Nicolas Moës : les États-Unis à la traîne sur l’encadrement de l’IA par rapport à l’Europe.
L’Union européenne se lance dans une nouvelle ère de régulation de l’intelligence artificielle, marquée par l’entrée en vigueur progressive de plusieurs dispositions de son règlement sur l’IA depuis août dernier. L’objectif principal de cette initiative est de protéger les citoyens face à l’utilisation croissante de ces technologies. L’IA Act, première législation de ce type au monde, vise à encadrer le développement, la commercialisation et l’utilisation de systèmes d’intelligence artificielle susceptibles de poser des risques pour la santé, la sécurité ou les droits fondamentaux.
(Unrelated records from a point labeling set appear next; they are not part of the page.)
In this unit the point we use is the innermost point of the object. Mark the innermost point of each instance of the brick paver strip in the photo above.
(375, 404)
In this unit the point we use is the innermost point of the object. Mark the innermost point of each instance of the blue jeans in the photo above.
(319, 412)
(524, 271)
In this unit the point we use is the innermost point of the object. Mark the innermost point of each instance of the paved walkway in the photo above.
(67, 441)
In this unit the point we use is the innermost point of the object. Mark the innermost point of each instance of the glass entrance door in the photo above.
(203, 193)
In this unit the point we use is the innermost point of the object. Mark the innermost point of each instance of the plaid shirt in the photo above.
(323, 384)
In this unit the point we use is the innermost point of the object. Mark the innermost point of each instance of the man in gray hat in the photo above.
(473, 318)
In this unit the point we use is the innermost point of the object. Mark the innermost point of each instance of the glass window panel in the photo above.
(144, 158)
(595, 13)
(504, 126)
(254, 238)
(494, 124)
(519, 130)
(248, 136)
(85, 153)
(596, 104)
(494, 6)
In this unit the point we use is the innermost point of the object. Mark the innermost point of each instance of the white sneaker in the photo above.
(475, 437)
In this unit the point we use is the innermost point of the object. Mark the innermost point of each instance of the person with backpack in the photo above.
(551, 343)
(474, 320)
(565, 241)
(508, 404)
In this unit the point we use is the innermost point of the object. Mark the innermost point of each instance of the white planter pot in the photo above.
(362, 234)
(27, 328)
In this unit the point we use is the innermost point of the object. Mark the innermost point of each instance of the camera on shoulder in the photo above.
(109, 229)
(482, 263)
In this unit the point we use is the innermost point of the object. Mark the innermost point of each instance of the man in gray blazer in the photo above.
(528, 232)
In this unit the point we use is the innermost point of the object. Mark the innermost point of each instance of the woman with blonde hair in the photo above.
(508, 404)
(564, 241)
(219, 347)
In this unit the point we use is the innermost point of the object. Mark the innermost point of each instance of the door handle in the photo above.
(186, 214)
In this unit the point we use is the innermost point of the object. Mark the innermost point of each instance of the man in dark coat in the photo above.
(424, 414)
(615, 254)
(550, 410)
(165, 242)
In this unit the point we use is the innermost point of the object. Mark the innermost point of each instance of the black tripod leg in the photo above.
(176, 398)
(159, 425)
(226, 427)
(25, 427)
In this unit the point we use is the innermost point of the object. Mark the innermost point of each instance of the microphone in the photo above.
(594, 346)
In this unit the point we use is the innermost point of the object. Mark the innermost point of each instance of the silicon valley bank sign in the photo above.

À partir du 2 août 2026, de nouvelles obligations seront mises en place. Ces règles incluront des lignes directrices destinées à aider les fournisseurs et les responsables du déploiement de systèmes d’IA, ainsi que les autorités compétentes, à respecter les exigences de transparence stipulées à l’article 50 de l’IA Act.
Nicolas Moës, expert en gouvernance de l’IA à The Future Society, a souligné lors de son intervention dans l’émission Matin Première que les contenus générés ou modifiés par une intelligence artificielle devront être clairement identifiés. Il précise : « En théorie, il doit y avoir des marques, des indications claires qui ne laissent pas de doute sur le fait que c’est un contenu créé ou modifié par une intelligence artificielle. » Cette exigence de transparence ne s’applique pas uniquement aux utilisateurs humains, mais doit également être accessible aux machines pour faciliter la détection automatique et la vérification à grande échelle.
Moës a également mentionné qu’une période de transition est en cours, avec une application progressive des nouvelles règles dans les mois à venir.
Un autre point essentiel abordé par l’expert est le rôle du Bureau européen de l’intelligence artificielle, qui a été établi au sein de la Commission européenne pour superviser la mise en œuvre de l’IA Act. Composé d’environ 145 personnes, ce bureau dispose désormais de nouveaux pouvoirs, lui permettant de demander des informations aux acteurs concernés, d’exiger des évaluations spécifiques et même d’imposer des sanctions et des amendes, en particulier aux modèles d’IA les plus puissants, susceptibles de générer des risques systémiques.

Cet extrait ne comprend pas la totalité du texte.